FIGS. 7A and 7B are front and end views of the embodiment of FIGS. 6A-D when the lock is partially closed. In FIGS. 7A and 7B, base unit 605 is attached to top unit 610 and has holes 622 through which screws (not shown) are placed for attaching the device to a door. Also shown is loop 660 for receiving latch hook 655 into opening 765.

FIGS. 8A and 8B are views showing the latch release of the embodiment of FIGS. 6A-D when the lock is partially and fully closed, respectively. In FIG. 8A, base unit 605 is attached to top unit 610 at hinges 616, which are part of base unit 605. Shown in top unit 610 is latch release 825 and assembly screw 830 of the latching mechanism. To release the safety lock, latch release 825 is pressed, pushing up latch hook 655 (FIG. 6A) and releasing it from loop 660 (FIG. 6A), allowing the safety lock to be opened. In FIG. 8B, the base unit is attached to top unit 610 at hinges 612, 616 by hinge pin 614. Also shown is latch release 825.

FIGS. 9A and 9B are open and closed views of the embodiment of FIGS. 6-8 when being employed to secure horseshoe-shaped novelty bolt 910. In FIG. 9A, top unit 610 is open in preparation for being closed over bottom unit 605 and horseshoe portion 920 of novelty bolt 910 so that latch hook 655 engages loop 660. In FIG. 9B, top unit 610 is closed over the bottom unit (not visible) and horseshoe portion 920, trapping horseshoe portion 920 between top unit 610 and the mounting surface, and thereby preventing any movement of novelty bolt 910. It is clear to one of ordinary skill in the art that other types of novelty-shaped bolts, as well as the traditional U-bolts and bolts with straight T-type (non U) extensions, may be safely and advantageously locked with the safety lock of this embodiment.

While the embodiments shown are intended to be employed in particular with the types of slide bolts found on stall and gate doors, it is clear that the safety lock of the present invention may also be easily modified by one of ordinary skill in the art to be used in a household, garden, or care-giving setting for the safety of children or others needing special protection. For example, it may be easily and advantageously modified and/or utilized by one of ordinary skill in the art to secure the various types of sliding bolt locks found on many cupboards, cabinets, screen doors, sheds, and windows, including those having a straight, T-type extension that may be used as a handle instead of a U-bend and all conceivable novelty shapes.
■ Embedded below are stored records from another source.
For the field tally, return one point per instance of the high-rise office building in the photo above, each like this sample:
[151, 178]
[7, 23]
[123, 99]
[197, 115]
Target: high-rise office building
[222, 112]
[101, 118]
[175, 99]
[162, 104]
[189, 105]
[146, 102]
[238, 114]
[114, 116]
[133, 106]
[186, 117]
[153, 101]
Such modifications are specifically contemplated and are to be considered to be within the scope of the invention.

While a preferred embodiment is disclosed, many other implementations will occur to one of ordinary skill in the art and are all within the scope of the invention. Each of the various embodiments described above may be combined with other described embodiments in order to provide multiple features. Furthermore, while the foregoing describes a number of separate embodiments of the apparatus and method of the present invention, what has been described herein is merely illustrative of the application of the principles of the present invention. Other arrangements, methods, modifications, and substitutions by one of ordinary skill in the art are therefore also considered to be within the scope of the present invention, which is not to be limited except by the claims that follow.